Ah, Mother’s Day. The flowers, the chocolate, homemade cards, cuddles in bed, beautiful time with the family. It is actually like a hallmark card. I observe with amusement the antics of florists and department stores who lure husbands, partners and children in with promises of ‘what Mum will love’. Do you know what this mum would really love for Mother’s Day? Time alone. Yep, that’s it. Peace and quiet.
Sometimes I feel like for 364 days of the year it’s all about the kids. On this day, this day for mothers, I would like it to be about me. What I want. And I want to hear the sounds of silence. I feel bad saying that. I feel guilty that on the one day a year that celebrates my role and contribution as a mother, that all I want to do is be me. I often feel pulled in so many different directions that I rarely take time just for me. I need some time for me. To be the best mum I can be, I think I need to take care of me. So for Mother’s Day this year, I’ve asked my husband to take our boys out for the morning and lunch so I can spend some time at home alone.
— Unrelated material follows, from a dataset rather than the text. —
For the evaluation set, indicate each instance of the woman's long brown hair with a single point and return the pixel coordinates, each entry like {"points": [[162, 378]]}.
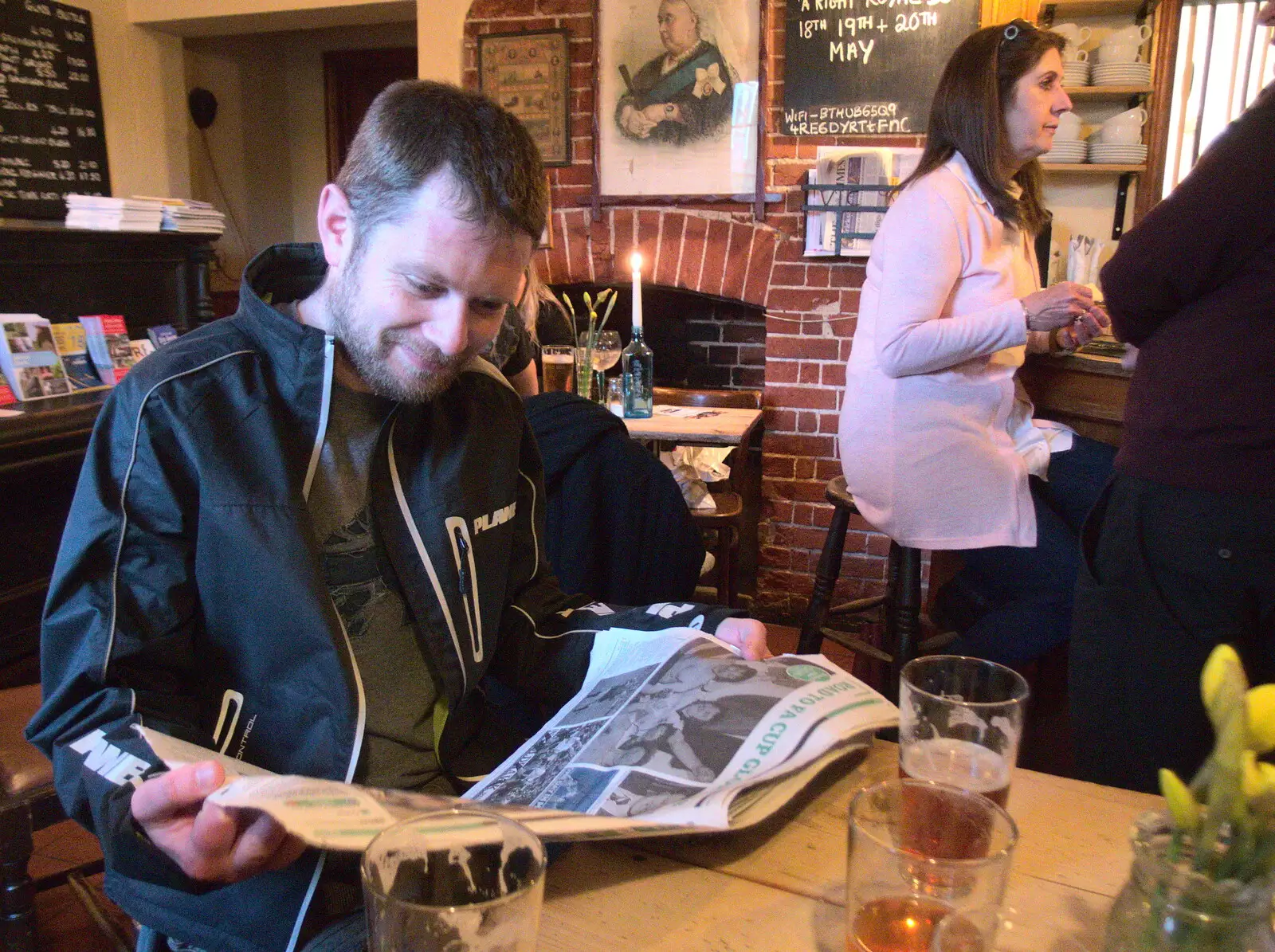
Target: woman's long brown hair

The thought of having five whole hours to myself fills me with glee. On the one hand, I’m fantasising about all the household jobs I could get done in that time, but that can wait. Jobs will get done eventually. I’m really looking forward to waking up naturally – I’ve no idea when that last happened. The opportunity to read the Sunday paper from cover to cover whilst finishing a cup of tea is quite a tantalising lure. I’d like to sit. Just sit and be still and enjoy the sounds of nature that I rarely take the time to listen to.
I sound like an ungrateful wretch. I have two amazing children who fill my heart and my life with so much joy that I find it difficult to put into words. I love their quirky little senses of humour, their helpfulness, listening to their stories about what went on at preschool. I enjoy watching my eldest be engrossed in his Lego and am so touched when he secretly leaves me something he’s built on my bedside table so that I’ll see it when I go to bed. I marvel at the tenacity of my youngest as he learns to bridge the gap between toddler and pre-schooler, a little fellow who sees flowers in the garden, any flower even a weed, and picks it for me because he knows I like to have flowers in the house. They are my greatest joy, but also my greatest challenge. Being a parent is by far and away the hardest and often most exhausting thing I have ever done. Rewarding? Undoubtedly. Life changing? Absolutely. It’s a 24/7 job and mummy needs a time out.
I’ve got the whole day planned. The boys and their Dad will have a great time together in the early part of the day and then we’ll all spend the afternoon together enjoying some sunshine. Essentially, I want it all for Mother’s Day; time for me and time with my children. Too much to ask?